Hermione ne répondit rien. Le chef cuisinier aimait beaucoup menacer tous les détenus qu'il croisait.
Hermione n'était pas angoissée. Après tout, elle avait été convoquée pour cette soirée. Elle n'avait rien fait de mal. Mais la peur commença à s'installer quand elle fut incapable de retrouver le chemin de sa cellule. Elle n'avait jamais mis les pieds dans ce coin de la prison et c'était un véritable dédale.

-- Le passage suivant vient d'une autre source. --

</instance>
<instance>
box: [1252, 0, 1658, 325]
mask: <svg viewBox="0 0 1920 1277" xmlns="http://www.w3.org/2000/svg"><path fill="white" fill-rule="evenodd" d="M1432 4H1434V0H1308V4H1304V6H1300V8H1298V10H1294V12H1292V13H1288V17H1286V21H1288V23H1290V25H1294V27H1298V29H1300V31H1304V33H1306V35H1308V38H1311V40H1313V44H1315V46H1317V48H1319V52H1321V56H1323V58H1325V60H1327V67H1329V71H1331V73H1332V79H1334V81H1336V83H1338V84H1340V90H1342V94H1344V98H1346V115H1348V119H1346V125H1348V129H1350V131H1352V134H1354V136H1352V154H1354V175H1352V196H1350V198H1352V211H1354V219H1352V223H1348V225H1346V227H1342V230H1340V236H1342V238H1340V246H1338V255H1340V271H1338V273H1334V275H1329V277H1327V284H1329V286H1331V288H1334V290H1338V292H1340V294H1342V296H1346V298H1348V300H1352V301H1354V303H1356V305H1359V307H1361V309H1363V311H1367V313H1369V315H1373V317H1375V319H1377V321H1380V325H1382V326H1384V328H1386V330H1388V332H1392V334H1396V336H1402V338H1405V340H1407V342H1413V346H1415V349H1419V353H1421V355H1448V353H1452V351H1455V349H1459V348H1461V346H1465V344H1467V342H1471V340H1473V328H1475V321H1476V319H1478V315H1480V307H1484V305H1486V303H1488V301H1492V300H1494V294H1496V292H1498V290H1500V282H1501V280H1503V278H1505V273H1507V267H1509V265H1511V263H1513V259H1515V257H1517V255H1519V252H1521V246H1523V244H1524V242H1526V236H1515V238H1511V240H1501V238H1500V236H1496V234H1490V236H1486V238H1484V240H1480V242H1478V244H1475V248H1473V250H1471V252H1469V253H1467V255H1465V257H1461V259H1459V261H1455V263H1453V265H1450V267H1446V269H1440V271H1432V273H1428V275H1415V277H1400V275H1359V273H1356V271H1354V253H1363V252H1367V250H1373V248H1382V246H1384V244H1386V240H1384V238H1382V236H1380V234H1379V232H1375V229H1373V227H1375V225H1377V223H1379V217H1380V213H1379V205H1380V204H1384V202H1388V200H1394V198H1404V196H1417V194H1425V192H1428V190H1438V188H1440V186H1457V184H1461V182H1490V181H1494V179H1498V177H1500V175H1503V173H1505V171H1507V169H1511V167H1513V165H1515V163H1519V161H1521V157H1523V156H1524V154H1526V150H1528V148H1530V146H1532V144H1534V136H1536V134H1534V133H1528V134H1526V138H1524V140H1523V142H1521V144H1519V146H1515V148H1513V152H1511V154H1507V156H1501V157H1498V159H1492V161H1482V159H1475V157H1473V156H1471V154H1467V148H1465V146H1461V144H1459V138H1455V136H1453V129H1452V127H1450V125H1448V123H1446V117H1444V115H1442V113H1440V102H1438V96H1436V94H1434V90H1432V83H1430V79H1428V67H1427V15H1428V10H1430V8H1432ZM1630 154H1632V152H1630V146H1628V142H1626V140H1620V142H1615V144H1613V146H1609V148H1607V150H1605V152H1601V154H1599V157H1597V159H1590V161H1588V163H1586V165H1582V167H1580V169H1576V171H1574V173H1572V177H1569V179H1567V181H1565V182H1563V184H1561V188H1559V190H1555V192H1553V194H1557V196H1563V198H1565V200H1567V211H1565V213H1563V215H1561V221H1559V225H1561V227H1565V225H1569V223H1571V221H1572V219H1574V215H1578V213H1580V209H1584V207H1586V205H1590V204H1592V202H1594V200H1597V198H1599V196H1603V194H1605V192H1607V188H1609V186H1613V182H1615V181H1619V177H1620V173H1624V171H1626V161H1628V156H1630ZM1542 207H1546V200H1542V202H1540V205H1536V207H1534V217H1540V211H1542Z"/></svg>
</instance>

Si on la trouvait de ce côté de la prison, à roder au milieu de la nuit, il y avait peu de chance qu'on la laisse s'en sortir sans le moindre doloris.
- Ce n'est pas possible, je suis déjà passée par là… souffla-t-elle en reconnaissant un tableau qu'elle avait déjà croisé cinq minutes plus tôt. Je tourne en rond.
Elle s'apprêtait à faire demi-tour quand des voix attirèrent son attention. Elle pourrait peut-être demander directement son chemin. Elle traversa les couloirs tous semblables, se rapprochant des voix, mais s'arrêta brusquement.
Quelque chose lui disait qu'elle n'était pas censée entendre cette conversation. Elle tendit l'oreille.
- …n'aimera pas qu'on évince son Général, dit une voix qu'Hermione ne reconnut pas.
- Le Lord aime ceux qui sont capables de prendre des initiatives et de s'imposer. Au contraire, c'est le meilleur moyen de se faire une place parmi ses Généraux. Si Malefoy tombe de notre main, je suis certain que …Tu as entendu ?
Hermione venait de se cogner contre un porte-parapluie. Ni une ni deux, elle partit en sens inverse, courant à toute vitesse et dans n'importe quelle direction en espérant qu'elle ne tomberait pas face aux deux comploteurs.
Elle ne s'arrêta que lorsqu'elle fut sûre de les avoir distancés. Essoufflée, elle reprit son souffle, cachée dans un angle de couloir.
Alors Malefoy avait des ennemis. Ça n'avait rien de surprenant maintenant qu'elle y pensait. Les mangemorts se bouffaient entre eux comme des chiens affamés, se battant pour l'amour d'un maitre qui ne leur accordait pas la moindre importance. Ils étaient pathétiques. Et Malefoy … on voulait le tuer. A qui appartenait cette deuxième voix ? Elle était certaine de l'avoir déjà entendu.
Le souffle un peu moins court, mais le cœur battant toujours à mille à l'heure, elle reprit sa route à la recherche de sa cellule. Finalement, elle tomba sur les cuisines où le chef cuisinier travaillait toujours d'arrache-pied, de jour comme de nuit.
- Qu'est-ce que tu fais encore là ? aboya-t-il.
- Je me suis perdue. Est-ce que vous voudriez bien m'ouvrir ma cellule, s'il vous plait ?
Le chef cuisinier marmonna quelque chose dans sa barbe inexistante, en cherchant sa baguette dans sa tenue de cuisinier.
- Dépêche-toi, grogna-t-il.
Hermione n'arrivait pas à cerner cet homme. Parfois plus clément que les gardes, parfois bien plus dur. Il était sans doute trop fatigué pour lui jeter un sortilège. Hermione se glissa dans sa couchette et remercia platement le cuisinier. Elle n'aurait sans doute pas rejoint sa cellule aussi facilement si elle était tombée sur un garde.
Elle se garda bien de lui faire part de la discussion qu'elle avait surprise.